C’est dans son enfance pendant la guerre à Nice et dans l’arrière-pays, que le projet initial d’écriture trouve sa plus grande force quand il révèle que ses premières années furent « une peur sans visage, sans nom, sans histoire » et que « les enfants ne savent pas ce qu’est la guerre ». Les souvenirs ne sont plus l’occasion d’évoquer une arcadie oubliée, mais plutôt la fragmentation que peut provoquer un monde en guerre et dont un enfant peut penser qu’il s’agit de la norme.
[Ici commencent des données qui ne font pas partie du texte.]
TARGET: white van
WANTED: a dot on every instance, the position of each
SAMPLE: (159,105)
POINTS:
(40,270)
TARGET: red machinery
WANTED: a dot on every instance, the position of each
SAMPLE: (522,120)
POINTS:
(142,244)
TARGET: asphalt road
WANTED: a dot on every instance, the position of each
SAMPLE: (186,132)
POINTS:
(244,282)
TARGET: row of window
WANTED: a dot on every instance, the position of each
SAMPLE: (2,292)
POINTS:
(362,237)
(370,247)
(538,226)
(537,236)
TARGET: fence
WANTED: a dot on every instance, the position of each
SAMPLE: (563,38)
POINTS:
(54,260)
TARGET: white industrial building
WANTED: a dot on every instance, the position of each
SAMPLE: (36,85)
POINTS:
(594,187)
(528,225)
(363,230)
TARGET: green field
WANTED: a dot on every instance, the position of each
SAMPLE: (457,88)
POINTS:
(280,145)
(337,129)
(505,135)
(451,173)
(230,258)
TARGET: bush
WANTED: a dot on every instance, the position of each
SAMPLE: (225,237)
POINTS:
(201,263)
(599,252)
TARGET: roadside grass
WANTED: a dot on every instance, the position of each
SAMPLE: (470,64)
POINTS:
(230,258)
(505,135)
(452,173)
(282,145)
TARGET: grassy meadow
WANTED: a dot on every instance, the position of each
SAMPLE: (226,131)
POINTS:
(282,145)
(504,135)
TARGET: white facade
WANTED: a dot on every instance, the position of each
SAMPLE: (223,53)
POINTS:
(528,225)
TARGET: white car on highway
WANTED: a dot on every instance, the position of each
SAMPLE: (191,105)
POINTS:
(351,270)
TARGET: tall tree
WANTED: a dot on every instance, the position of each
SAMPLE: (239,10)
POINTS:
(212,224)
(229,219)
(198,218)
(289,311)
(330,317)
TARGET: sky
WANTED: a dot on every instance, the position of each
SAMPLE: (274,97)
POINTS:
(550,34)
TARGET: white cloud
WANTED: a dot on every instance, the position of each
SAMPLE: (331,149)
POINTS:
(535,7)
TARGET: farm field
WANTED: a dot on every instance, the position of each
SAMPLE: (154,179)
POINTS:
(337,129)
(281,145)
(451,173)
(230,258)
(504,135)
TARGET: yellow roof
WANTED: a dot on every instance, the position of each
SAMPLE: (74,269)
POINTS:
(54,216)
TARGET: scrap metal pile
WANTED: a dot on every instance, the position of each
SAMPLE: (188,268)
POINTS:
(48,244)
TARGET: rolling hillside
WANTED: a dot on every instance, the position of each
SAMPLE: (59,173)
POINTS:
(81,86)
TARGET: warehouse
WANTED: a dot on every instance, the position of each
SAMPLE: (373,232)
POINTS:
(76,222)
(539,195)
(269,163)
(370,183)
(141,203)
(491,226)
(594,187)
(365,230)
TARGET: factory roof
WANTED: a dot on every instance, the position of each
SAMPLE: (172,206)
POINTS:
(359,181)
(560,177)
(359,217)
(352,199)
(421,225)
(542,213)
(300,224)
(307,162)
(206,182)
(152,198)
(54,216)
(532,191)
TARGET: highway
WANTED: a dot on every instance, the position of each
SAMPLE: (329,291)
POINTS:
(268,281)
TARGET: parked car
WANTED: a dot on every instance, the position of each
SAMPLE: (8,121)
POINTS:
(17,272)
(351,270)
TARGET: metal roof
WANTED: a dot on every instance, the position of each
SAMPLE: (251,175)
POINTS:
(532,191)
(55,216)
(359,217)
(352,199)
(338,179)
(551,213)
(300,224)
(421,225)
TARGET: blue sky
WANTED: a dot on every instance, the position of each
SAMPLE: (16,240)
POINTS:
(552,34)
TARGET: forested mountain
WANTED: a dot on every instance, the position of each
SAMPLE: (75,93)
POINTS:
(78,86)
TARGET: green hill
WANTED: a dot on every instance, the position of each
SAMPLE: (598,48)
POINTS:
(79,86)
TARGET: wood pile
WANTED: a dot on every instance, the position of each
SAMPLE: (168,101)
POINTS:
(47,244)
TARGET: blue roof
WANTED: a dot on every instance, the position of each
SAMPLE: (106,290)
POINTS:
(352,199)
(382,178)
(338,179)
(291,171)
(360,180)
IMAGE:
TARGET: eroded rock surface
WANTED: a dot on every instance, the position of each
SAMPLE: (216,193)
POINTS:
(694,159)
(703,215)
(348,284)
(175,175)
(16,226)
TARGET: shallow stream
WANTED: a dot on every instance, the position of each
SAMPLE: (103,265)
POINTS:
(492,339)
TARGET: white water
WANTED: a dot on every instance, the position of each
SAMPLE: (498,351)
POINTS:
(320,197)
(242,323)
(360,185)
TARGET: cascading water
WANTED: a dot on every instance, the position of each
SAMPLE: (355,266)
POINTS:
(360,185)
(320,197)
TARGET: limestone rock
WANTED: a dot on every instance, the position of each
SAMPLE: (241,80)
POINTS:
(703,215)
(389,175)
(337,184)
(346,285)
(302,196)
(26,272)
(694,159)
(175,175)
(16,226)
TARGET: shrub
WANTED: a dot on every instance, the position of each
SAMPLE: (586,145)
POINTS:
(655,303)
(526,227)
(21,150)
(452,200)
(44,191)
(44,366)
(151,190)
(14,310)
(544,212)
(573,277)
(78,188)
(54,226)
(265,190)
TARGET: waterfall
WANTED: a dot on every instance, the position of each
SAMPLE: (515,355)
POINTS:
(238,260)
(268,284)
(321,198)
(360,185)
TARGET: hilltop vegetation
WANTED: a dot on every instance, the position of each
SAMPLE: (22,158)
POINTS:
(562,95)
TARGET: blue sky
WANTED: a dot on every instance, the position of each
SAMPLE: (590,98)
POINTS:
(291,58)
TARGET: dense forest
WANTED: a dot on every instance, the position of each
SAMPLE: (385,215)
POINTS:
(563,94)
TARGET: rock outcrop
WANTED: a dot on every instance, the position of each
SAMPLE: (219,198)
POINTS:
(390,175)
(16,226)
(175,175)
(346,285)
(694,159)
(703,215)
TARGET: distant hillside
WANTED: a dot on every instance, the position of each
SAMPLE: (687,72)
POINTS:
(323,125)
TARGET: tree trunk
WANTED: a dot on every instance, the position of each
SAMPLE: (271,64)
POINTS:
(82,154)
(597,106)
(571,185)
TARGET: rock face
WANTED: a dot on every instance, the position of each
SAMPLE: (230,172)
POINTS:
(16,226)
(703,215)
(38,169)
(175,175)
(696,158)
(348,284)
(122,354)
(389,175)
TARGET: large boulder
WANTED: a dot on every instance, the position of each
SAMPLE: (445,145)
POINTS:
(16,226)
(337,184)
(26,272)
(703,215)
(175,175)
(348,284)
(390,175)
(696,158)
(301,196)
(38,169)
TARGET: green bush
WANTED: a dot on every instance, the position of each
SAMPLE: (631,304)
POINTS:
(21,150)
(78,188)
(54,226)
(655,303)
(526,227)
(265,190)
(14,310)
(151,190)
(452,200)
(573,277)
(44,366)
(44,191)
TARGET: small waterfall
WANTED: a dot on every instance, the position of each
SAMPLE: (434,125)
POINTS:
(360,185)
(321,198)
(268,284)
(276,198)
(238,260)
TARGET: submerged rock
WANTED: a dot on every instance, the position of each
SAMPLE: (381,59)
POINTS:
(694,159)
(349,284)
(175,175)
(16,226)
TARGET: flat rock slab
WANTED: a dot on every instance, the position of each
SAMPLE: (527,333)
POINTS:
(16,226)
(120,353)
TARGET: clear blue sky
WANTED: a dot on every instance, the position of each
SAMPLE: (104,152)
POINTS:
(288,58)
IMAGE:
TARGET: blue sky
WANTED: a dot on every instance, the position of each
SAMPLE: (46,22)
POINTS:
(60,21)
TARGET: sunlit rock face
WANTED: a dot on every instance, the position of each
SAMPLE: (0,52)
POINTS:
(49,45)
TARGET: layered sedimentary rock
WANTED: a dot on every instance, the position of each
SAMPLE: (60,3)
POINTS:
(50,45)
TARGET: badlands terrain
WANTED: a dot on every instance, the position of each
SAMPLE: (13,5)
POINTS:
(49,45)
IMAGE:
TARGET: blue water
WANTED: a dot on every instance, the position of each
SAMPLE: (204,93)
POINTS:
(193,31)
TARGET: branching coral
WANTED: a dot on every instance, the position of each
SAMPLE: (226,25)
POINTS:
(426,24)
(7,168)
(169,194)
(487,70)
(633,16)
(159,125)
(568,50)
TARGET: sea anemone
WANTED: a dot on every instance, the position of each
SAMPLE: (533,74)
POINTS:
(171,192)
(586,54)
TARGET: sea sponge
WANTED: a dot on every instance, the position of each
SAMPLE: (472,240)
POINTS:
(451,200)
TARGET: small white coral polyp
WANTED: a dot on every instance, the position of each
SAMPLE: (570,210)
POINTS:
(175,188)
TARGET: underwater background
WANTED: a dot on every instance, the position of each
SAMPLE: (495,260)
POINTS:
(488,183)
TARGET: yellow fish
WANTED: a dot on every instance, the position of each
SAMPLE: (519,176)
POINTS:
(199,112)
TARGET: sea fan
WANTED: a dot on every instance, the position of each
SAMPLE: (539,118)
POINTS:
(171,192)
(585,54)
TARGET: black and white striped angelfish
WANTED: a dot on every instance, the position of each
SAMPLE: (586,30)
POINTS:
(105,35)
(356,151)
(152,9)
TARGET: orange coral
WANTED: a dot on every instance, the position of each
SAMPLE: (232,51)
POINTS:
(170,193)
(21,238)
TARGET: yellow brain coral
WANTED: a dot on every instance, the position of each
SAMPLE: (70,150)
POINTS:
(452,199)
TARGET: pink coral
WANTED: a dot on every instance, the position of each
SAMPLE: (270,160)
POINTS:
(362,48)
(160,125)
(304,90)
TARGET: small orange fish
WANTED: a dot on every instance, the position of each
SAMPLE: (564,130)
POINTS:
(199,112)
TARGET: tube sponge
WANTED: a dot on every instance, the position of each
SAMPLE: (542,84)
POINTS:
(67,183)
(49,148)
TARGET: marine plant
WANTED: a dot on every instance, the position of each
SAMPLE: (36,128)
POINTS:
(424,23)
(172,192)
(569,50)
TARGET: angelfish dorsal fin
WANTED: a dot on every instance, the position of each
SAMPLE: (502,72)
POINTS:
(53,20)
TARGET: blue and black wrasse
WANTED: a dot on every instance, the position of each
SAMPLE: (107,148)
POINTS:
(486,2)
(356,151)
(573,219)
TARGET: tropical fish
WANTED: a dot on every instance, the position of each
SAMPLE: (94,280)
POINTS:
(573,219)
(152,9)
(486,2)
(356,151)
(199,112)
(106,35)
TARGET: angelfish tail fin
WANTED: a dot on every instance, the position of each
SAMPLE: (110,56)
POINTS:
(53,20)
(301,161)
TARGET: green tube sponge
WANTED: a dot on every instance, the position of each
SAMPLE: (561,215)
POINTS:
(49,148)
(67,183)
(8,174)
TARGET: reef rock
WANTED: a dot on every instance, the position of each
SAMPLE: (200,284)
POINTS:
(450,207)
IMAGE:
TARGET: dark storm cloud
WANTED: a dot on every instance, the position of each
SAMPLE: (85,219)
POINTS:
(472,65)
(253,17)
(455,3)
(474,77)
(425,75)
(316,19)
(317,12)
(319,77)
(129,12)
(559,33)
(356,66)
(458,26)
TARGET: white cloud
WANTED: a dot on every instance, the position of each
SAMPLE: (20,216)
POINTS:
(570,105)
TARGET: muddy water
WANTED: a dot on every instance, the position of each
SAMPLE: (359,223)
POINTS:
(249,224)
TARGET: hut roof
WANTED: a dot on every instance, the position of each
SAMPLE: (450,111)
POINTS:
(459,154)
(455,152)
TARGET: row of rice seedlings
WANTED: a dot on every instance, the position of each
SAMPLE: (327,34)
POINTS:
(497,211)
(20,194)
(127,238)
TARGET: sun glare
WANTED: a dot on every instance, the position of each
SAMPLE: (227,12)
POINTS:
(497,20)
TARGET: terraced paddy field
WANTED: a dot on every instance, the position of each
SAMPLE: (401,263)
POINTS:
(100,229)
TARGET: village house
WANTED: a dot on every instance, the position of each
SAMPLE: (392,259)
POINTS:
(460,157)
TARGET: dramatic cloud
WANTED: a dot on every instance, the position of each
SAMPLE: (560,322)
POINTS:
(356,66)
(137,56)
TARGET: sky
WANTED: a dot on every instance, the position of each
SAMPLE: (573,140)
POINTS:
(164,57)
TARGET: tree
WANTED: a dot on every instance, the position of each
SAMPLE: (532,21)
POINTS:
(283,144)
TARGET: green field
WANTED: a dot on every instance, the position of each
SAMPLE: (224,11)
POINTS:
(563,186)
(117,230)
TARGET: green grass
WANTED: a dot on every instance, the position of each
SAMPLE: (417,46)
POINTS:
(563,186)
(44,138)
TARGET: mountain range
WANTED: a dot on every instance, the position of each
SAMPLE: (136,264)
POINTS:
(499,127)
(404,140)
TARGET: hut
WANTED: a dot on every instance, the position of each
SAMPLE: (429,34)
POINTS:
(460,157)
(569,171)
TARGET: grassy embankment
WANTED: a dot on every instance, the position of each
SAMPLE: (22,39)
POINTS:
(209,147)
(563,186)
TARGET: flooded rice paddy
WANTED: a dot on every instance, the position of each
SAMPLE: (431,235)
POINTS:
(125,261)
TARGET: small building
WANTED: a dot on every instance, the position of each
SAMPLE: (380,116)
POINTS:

Où est la normalité quand un adolescent, voisin et ami, explose avec une bombe qu’il transportait? Quel lien avec la recherche des vipères qui glissent dans le champ même du drame?
La Bretagne des vacances est l’enfance de l’insouciance, des odeurs, du plaisir, celle de la Côte d’Azur est la période des manques, des restrictions, de cette faim, qui attaque le corps mais aussi l’esprit. Ces deux contes se rencontrent, se télescopent parfois, mais nous rappellent que l’adulte est le fruit de ses terreurs et joies d’enfance. Une évidence parfois oubliée et que Le Clézio nous rappelle avec sa prose poétique et bienveillante.
Chanson bretonne suivi de L’enfant et la guerre de JMG Le Clézio. Éditions Gallimard. 154 pages. 16,50€.